Ha, the famous sandboxing remark. I wish it was that simple!
So, let me share some light on the sandboxing for multimedia (I work on VLC).
If you sandbox an application like VLC, in the current way of doing sandboxing, which we've done for macOS, WinRT/UWP, and snaps, you still need a lot of permissions.
Namely:
- you need to be able to open files without user interactions (no file picker), in order to open playlist, MXF or MKV files;
- you need the same if ever you have a database of files (media center oriented);
- you need raw access to /dev/* to play DVD, CD and other optical disk (and the equivalent on Windows);
- you need ioctl on such devices, to pass the MMC for DVD/Bluray;
- you need raw access to /dev/v4l* for your webcams and be able to control them;
- you need access to the GPU stack, which is running in kernel-mode, btw, to output video and get hw acceleration;
- you need access to the audio stack, also in low-level mode;
- you need access to the DSP acceleration (not always the GPU);
- on linux, you have access to x11 for the 3 above features, which is almost root;
- you need access to /etc/ (registry) for proxy informations, fonts configuration and accessibility;
- many OpenGL client libraries need access to the /etc too;
- you need access to the network, as input and output (think remote control);
- you need access to the system settings to disable screensavers, and adjust brightness;
- you need access to mounts to be able to see the insertion of DVD/Bluray/USB/SD cards and such;
- you need to expose an IPC (think MPRIS on Linux);
- you need to unzip, untar, decrypt, decipher and so on;
- you need access to the fonts and the fonts configuration (see fontconfig).
and I probably forgot one or another case.

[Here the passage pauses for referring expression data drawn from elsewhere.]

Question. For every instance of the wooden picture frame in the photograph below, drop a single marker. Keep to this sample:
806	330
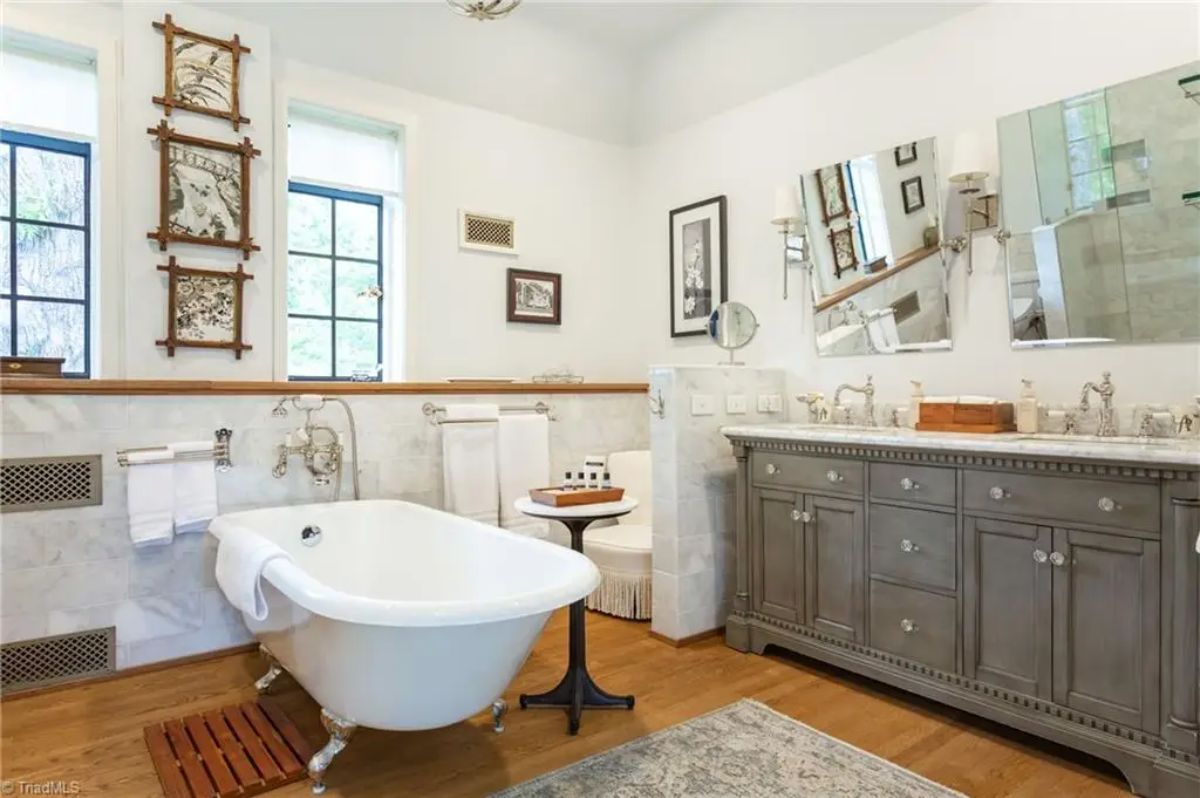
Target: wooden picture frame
912	195
845	256
201	82
835	204
199	299
697	265
183	172
534	297
906	154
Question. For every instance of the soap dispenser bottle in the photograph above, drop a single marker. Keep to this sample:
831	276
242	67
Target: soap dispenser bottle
1027	408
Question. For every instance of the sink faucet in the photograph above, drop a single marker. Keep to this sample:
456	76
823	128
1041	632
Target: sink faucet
1105	389
868	393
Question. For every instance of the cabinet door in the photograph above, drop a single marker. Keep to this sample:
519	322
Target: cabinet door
835	569
1007	605
1105	627
777	555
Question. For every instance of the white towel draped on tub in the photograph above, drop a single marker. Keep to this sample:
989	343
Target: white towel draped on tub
469	479
525	463
241	557
150	493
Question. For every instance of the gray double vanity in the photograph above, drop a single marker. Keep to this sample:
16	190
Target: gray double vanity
1047	585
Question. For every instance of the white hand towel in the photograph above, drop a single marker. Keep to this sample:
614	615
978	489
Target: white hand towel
525	463
469	480
241	557
150	496
196	487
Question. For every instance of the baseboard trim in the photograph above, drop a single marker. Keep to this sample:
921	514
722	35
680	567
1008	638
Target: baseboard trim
138	670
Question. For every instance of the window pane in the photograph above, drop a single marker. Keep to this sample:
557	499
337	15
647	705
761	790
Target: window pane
353	279
49	186
309	348
310	286
357	347
358	231
49	262
310	223
51	330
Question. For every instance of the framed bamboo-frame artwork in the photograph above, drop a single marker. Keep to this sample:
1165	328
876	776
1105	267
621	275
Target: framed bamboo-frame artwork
201	73
204	309
203	191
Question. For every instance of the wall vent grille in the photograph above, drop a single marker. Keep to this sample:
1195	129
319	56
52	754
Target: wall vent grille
49	483
487	232
37	663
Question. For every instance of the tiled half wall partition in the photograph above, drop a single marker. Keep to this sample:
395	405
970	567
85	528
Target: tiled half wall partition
72	569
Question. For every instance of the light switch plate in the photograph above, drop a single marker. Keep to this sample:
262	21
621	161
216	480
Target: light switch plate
703	405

The point is, all those features have good reasons to exist and very good use cases; but the issue is that for a media player, it will request almost all permissions except GPS and address book.
And quite a few of them are very close to kernel mode.
So, what is the solution?
Probably do a multi-process media player, like Chrome is doing, with parsers and demuxers in a different process, and different ones for decoders and renderers. Knowing that you probably need to IPC several Gb/s between them.
I've been working on such a prototype, but it's a lot of work... I accept donations :)
Thanks for that. This type of thing comes up all the time. I used to wonder how web sites could be so dangerous, but it becomes clear when you think about all the extra access developers wanted for good reasons - imagine a web browser that didn't have access to the file system, and so on. I still don't like this state of affairs, but I don't have an alternative solution. Wayland should be more secure than X, but they're starting to poke holes in there for various reasons (color picker, warp pointer for compat, etc...).
Not even multi-process. Threads on Linux can have their own seccomp profiles. You don't need to sandbox absolutely everything at the same time either. In this case opening the file in the main, unrestricted app and spawning a new thread that will read from the existing FD and only send you simple, time sorted messages over a shared IPC/pipe is not that crazy.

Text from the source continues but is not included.